The transport of CO2 through offshore pipelines is one of the last business that the Operators are beginning to face, in line with the coming needs for climate change mitigations.

The scenario for CO2 Capture, Transport and Storage anticipates capture and treatment at local plants, the transportation by ships in a liquid phase at low temperatures (close to −30 °C) to a terminal for the following offshore submarine transportation in a pipeline up to an injection well, for the final (and permanent) storage underground.

In order to optimize the operating costs for CO2 transport via pipeline, and to reduce energy consumptions, no heating is applied from ship to pipeline inlet. In such case, the pipeline will reach approximately a temperature of −30 °C in the initial landfall section.

The design of the offshore pipeline subject to this operating conditions, very cold fluid inside and a sea water temperature slightly over 0°C outside (North Sea), must face the possibility of ice formation around the pipe.

For the Northern Lights project, this possibility has been analyzed and the HDD (Horizontal Directional Drilling) at landfall resulted the only section where the ice formation could jeopardize the pipeline integrity. Detailed assessment for both normal operating conditions and contingency cases has been performed.

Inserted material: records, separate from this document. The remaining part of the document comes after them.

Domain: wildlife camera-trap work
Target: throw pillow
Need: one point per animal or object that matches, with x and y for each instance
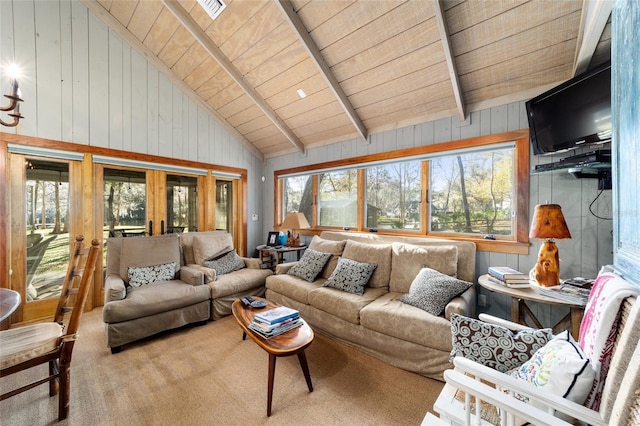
(310, 265)
(229, 262)
(143, 275)
(350, 276)
(495, 346)
(432, 290)
(559, 367)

In the former case, a steady state thermal analysis with analytical method (thermal resistances) has been applied to calculate both the longitudinal, along the pipeline axis, and radial temperature profile: all the water inside the HDD freezes. Therefore, a water circulation system has been studied to prevent the ice formation. The pumping system required to ensure enough water flow has been dimensioned considering pressure losses inside the HDD. Power consumption in the order of 3 kW is expected.

The breakdown of the pumps has been analyzed in order to determine the available time before the sea water freeze inside the HDD obstructing any circulation. A transient analysis has been carried out simulating the temperature after water circulation arrest. Both analytical and Finite Element Model have been used to calculate the transient process causing water freezing.